Roughly 4x the bandwidth of the CPU-to-chipset link seen on previous Threadripper X399 platforms and 4x that of Intel’s X299 platform speaks volumes about the TRX40 platform’s heavy IO capacity. That’s important, as even a single PCIe 3.0 x4 SSD can more-or-less saturate the Intel X299 DMI or AMD X399 4-lane chipset link on its own.
Also worth noting is that a Gen 4 x8 link is double the bandwidth of the X570 platform as that also uses PCIe Gen 4.0 but only at 4 lanes width.
The new connection is a long overdue move, especially for the HEDT platform. It now means that high bandwidth devices and heavy RAID arrays can reasonably be hung off the chipset without being subject to a severe bottleneck when communicating with the CPU. A really smart move, in our opinion.

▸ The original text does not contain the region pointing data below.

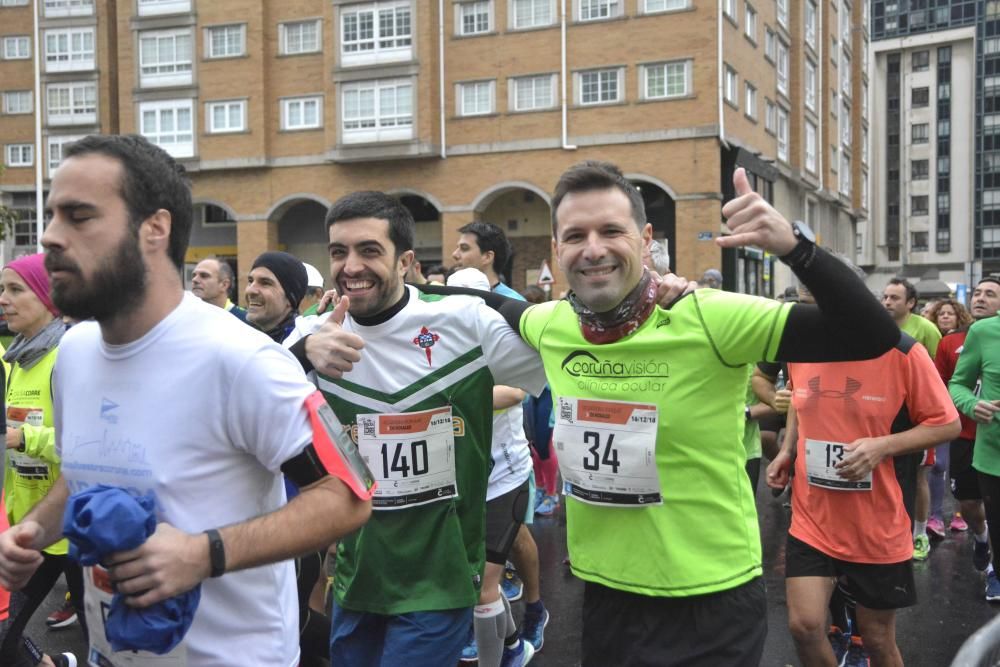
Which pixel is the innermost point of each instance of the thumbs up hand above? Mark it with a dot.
(754, 222)
(331, 350)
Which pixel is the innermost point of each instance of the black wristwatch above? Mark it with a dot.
(804, 251)
(216, 553)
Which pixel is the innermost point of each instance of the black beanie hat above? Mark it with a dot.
(290, 273)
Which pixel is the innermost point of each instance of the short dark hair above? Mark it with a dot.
(373, 204)
(151, 180)
(490, 237)
(597, 175)
(911, 291)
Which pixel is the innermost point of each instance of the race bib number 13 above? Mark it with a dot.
(607, 451)
(411, 454)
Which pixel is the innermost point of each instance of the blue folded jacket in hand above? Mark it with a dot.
(103, 520)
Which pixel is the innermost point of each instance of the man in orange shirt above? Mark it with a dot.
(848, 518)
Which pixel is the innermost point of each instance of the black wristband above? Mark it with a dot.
(801, 255)
(216, 553)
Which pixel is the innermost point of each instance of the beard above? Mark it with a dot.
(117, 287)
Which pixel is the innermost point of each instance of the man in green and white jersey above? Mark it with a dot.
(419, 403)
(650, 412)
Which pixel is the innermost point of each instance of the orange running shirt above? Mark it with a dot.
(843, 402)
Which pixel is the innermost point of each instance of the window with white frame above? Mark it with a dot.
(170, 125)
(17, 47)
(845, 175)
(299, 37)
(653, 6)
(810, 147)
(845, 74)
(596, 10)
(750, 23)
(55, 144)
(845, 126)
(158, 7)
(782, 116)
(20, 155)
(664, 80)
(225, 41)
(473, 18)
(71, 103)
(845, 25)
(58, 8)
(17, 101)
(226, 116)
(732, 82)
(165, 58)
(476, 98)
(530, 93)
(301, 113)
(782, 67)
(810, 84)
(69, 50)
(601, 86)
(750, 99)
(770, 44)
(532, 13)
(810, 23)
(376, 33)
(377, 111)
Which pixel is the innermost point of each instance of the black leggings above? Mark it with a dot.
(24, 602)
(989, 486)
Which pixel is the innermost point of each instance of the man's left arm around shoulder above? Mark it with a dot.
(172, 561)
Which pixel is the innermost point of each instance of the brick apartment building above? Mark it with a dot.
(465, 109)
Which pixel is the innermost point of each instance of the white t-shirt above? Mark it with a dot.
(201, 411)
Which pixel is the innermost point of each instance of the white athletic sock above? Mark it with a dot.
(490, 624)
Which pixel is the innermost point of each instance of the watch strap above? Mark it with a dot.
(216, 553)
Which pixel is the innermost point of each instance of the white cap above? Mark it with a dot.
(470, 277)
(313, 277)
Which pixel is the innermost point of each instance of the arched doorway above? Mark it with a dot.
(661, 213)
(302, 232)
(524, 216)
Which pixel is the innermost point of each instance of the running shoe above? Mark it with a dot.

Kudos, AMD.
We already mentioned the high-bandwidth link between the CPU and chipset, but the chipset itself is also different compared to X399. Built on the Global Foundries 14nm process, what we see from TRX40 is a set of features that is very similar to X570.
You get 8 dedicated USB 3.2 Gen 2 10Gbps ports, 4 dedicated USB 2.0 ports for legacy purposes, and 4 dedicated SATA 6Gbps ports. In addition, you get access to 8 general purpose PCI Gen 4 lanes, and two sets of PCIe 4.0 4-lane links (and the associated bifurcations) or four SATA 6Gbps ports.
Add in the eight-lane PCIe Gen 4 uplink to the Ryzen Threadripper CPU, in addition to the quartet of on-chip USB 3.2 Gen 2 10Gbps ports, and it is clear to see why TRX40 is such a connectivity-heavy platform.
Worth pointing out is that the TRX40 chipset can be power hungry, just like X570. Built on Global Foundries 14nm technology and with a 15W peak TDP according to AMD, we will see most motherboard vendors using active fan cooling for the chipset, as we see with X570.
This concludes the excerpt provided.